The awkward silence is back again, except now instead of being invisible, I'm the center of attention. Instead of the audience, I'm the lead actor, and everyone is staring at me with nothing to say. Or maybe so much to say that they don't know where to begin. Soda opens his mouth to say something but nothing comes out. They stare at me and I stare back at them through a film of tears. Suddenly I let out a bitter, chilling laugh.
"Happy fucking homecoming, Private Curtis!"
oOoOoOoOoOoOoOoO
I don't know what day it is, and frankly I don't care. I don't know what time it is, though I'm guessing it's almost midnight. It's dark, it's raining, and it's cold. I couldn't stay in the house anymore. It was too light, too dry, and too hot. I just took off. Figures none of them came after me, they're probably still staring at the spot I was standing in with that dumb look on their faces. The thought of it makes me burst out in hysterics. The fucking-
"Goddamned morons!" I partly think and partly scream out loud. I know I should stop before someone hears me.

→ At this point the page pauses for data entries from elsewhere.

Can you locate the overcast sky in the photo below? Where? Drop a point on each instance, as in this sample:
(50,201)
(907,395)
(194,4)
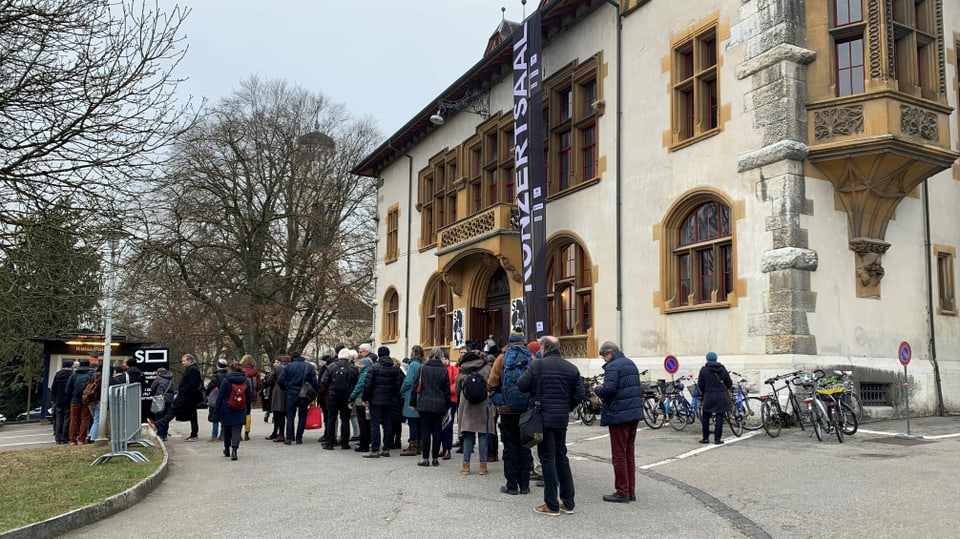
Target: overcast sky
(385,59)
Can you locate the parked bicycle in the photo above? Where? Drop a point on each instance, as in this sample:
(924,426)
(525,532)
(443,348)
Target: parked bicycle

"Fuck that! I hope someone hears me! I hope all of Tulsa can hear me! I hate you Darryl Curtis! I hate you Steve and Johnny and Dallas! I hate you Mom and Dad and the fucking invisible God up there! I hate the whole world! But most of all, I hate you Sodapop Curtis and I hate the fucking war!" I scream until my throat closes up and I can't yell anymore. I lay down in the middle of the street, my eyes to the sky, soaking up the rain like I did not too long ago.
"We all carry on
When our brothers in arms are gone
So raise your glass high
For tomorrow we die,
And return from the ashes you call."
I sing softly to myself, thinking how nicely the car horns sound to it.
oOoOoOoOoOoO
I still don't know what day it is, and I still don't know what time it is. I pump my legs harder, pushing myself higher and higher into the sky. I haven't swung like this in years. Or maybe it's only been months and it just feels like it's been years. Maybe I'm insane, though I don't think I'm that lucky.

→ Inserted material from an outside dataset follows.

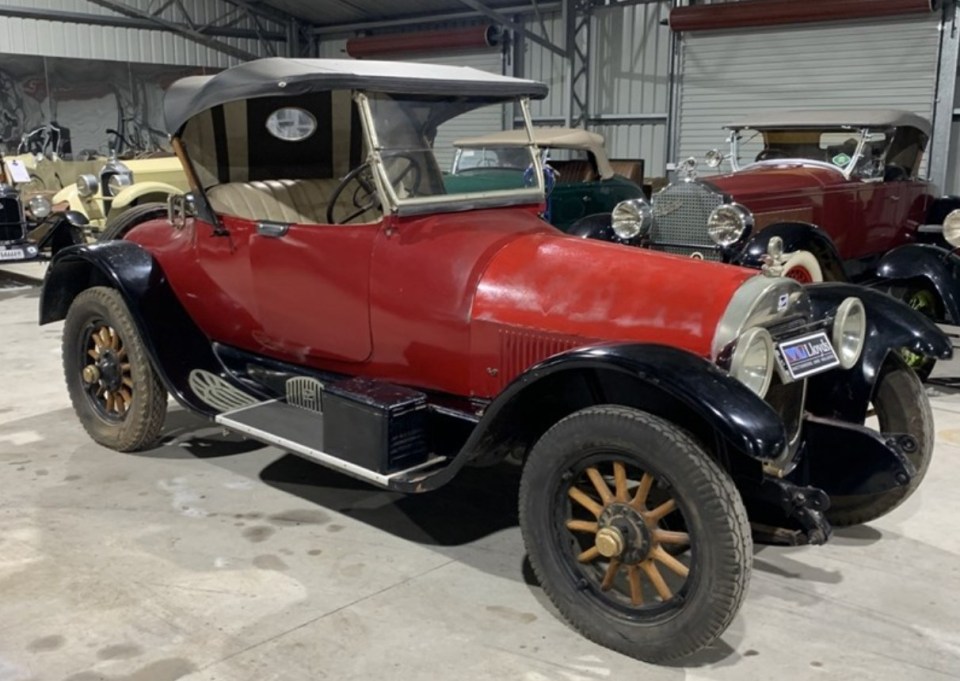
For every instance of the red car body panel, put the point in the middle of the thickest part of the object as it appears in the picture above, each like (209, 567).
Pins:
(454, 302)
(862, 218)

It's barely sprinkling now. My whole body is shaking and the wind on top of the swing's friction isn't helping. I'm freezing and I'm thinking that maybe that's a good thing. Maybe that means I can feel things now. I let go of the swing's icy chains and place my hands in my lap. Here goes nothing, I think, taking in a deep breath. I wait until the swing hits it's highest point, and then I jump off, hovering in the air for a quick lifetime. I land on my arm and it twists unnaturally, sending a searing pain through my shoulder.

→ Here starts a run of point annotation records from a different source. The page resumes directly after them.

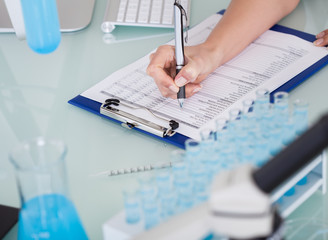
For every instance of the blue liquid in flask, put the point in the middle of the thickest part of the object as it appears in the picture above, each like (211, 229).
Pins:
(41, 25)
(50, 216)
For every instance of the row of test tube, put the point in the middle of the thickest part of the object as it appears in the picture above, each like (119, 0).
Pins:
(253, 135)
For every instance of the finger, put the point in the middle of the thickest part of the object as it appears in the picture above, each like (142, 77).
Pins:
(160, 68)
(192, 88)
(322, 34)
(188, 74)
(322, 39)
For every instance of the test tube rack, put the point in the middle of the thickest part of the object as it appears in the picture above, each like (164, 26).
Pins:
(314, 172)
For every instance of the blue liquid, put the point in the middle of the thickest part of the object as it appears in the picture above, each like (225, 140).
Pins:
(41, 25)
(132, 212)
(50, 216)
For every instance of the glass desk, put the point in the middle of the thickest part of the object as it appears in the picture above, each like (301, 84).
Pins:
(34, 91)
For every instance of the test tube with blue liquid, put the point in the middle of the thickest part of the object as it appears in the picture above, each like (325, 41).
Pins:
(132, 205)
(300, 116)
(47, 211)
(41, 25)
(149, 200)
(198, 171)
(182, 181)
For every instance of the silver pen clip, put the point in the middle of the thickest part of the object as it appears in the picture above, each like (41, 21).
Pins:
(184, 25)
(108, 108)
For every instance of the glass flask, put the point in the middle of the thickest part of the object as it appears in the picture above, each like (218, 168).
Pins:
(46, 211)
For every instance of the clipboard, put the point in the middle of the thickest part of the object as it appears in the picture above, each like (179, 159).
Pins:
(178, 139)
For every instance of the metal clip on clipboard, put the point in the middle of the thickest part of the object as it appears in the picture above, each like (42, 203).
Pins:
(130, 121)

I pretend I'm back in Darry's arms on the day the church burned down. I savor the look he gave me and the tears he cried as he told me he was afraid he had lost me. I use my good arm to push myself to my feet. I watch the vacant swing rock back and forth in the wind, and listen to the way the chains squeak where they've rusted. I ignore the pain in my left arm and make my way home, wondering when it got to be so goddamned cold.